A revocable living trust is a legal arrangement where a person executes a written trust document naming themselves as the trustee of their own trust and while alive they transfer their property to their trust so that the trust holds legal title to all their assets.

The document creating the trust allows the person making the trust (maker) to at any time dissolve the trust, change the trust or take assets from the trust; always retaining complete control of their property. The trust document can provide for the appointment of a successor trustee (surviving LGBT lover/spouse) who would only act upon the death or disability of the maker of the trust.

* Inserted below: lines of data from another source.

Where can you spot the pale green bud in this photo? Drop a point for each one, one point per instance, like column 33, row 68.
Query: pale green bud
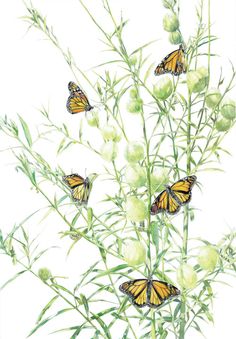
column 175, row 38
column 133, row 93
column 135, row 105
column 208, row 257
column 186, row 276
column 228, row 109
column 92, row 118
column 213, row 97
column 170, row 22
column 133, row 59
column 159, row 179
column 163, row 89
column 135, row 175
column 134, row 152
column 223, row 125
column 109, row 151
column 168, row 3
column 109, row 133
column 197, row 80
column 44, row 273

A living trust offers the following advantages:

-Keeping control. While the maker is alive he or she has the right to the income generated by the trust and sole use of the trust property, such as the house and bank accounts. Upon his or her death the assets of the trust could then be distributed.

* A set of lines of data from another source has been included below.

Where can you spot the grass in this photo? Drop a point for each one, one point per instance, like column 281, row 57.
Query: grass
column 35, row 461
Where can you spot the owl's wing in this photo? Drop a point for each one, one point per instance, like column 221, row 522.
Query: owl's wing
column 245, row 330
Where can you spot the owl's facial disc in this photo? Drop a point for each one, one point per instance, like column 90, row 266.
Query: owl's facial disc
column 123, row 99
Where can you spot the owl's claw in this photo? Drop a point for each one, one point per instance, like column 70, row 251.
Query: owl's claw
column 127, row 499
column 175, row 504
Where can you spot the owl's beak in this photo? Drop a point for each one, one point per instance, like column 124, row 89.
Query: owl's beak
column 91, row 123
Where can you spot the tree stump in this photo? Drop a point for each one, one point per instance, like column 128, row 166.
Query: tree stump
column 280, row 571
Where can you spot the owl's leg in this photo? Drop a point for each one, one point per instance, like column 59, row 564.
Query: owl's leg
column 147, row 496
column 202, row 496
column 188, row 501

-Providing for Disability. Should the maker of the trust become physically or mentally incompetent the living trust can serve as the framework for the management of the maker's assets and property.

-Reducing delay and cost. The living trust can act like a will and dispose of the maker's property upon death. The property of the trust is not subject to probate proceedings, thus avoiding court supervision.

-Preserving Privacy. Trusts can also serve individuals who don't want an inheritance to be made public. It avoids problems of friends and family from going into the Probate Clerk's office to look at the file on their estate and see who got what.

-Avoiding ancillary probate. Someone who owned a vacation house in Lakeside, Michigan and a condominium in Chicago could have probate in both those states unless they used a living trust.

When a living trust is combined with a durable power of attorney, a non-disabled LGBT partner can transfer all of the disabled person's property to that person's living trust to avoid probate at death.